The government representatives seem to act as "businesses" or "suppliers" that sell bundles of goods to their "customers", government service beneficiaries, in return for payment in votes. Productive taxpayers act as "employees" of the government. And the other states, both foreign and domestic, act as business partners to the federal government. The only difference that I can clearly see is that all of these people often lack the freedom of association and private property that is protected in the free market. The "customers" can some times exercise (1 day out of every 700 or so) their freedom of association by choosing a different supplier (representative) of goods, though realistically in the US this only means they have 1 one option to choose from and often not even that. The employees never get the freedom to not work for that "supplier" (And they can't truly choose their employer through their voting powers because the nature of concentrated benefits and dispersed costs gives rational voters no choice but to use their single vote for the sake of maximizing their benefits not minimizing their costs), and their property rights certainly aren't being protected when they are coerced into giving away large portions of their income in taxes. Even the business partners of the federal government are often abused due to their inability to exercise any from of freedom of association.
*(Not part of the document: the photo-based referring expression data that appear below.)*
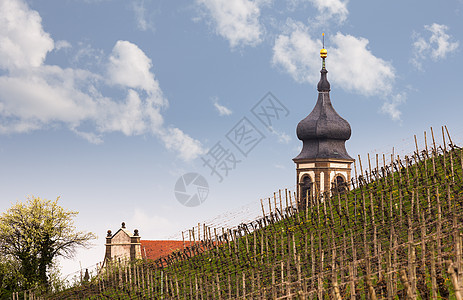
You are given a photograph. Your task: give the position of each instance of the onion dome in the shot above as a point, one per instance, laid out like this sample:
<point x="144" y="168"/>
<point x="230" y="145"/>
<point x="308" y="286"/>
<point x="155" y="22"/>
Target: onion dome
<point x="323" y="132"/>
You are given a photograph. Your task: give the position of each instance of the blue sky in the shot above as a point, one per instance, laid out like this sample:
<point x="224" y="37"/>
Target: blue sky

But the whole reason why the private market benefits society is that it allows people to interact in only mutually beneficial forms by preventing people from interacting with others in net-negative ways by securing private property rights and freedom of association.

For this reason, I assert that the highest priority of government reform should be to implement a democratic reform that will work to protect private property and freedom of association to the greatest extent possible without denying the government the necessary power it requires to provide for the services that only a publicly accountable institution can be entrusted with.

I'd like to hear what people have to think about my comparison between the government and the market, as well as my conclusion on what should be the highest priority for government reform.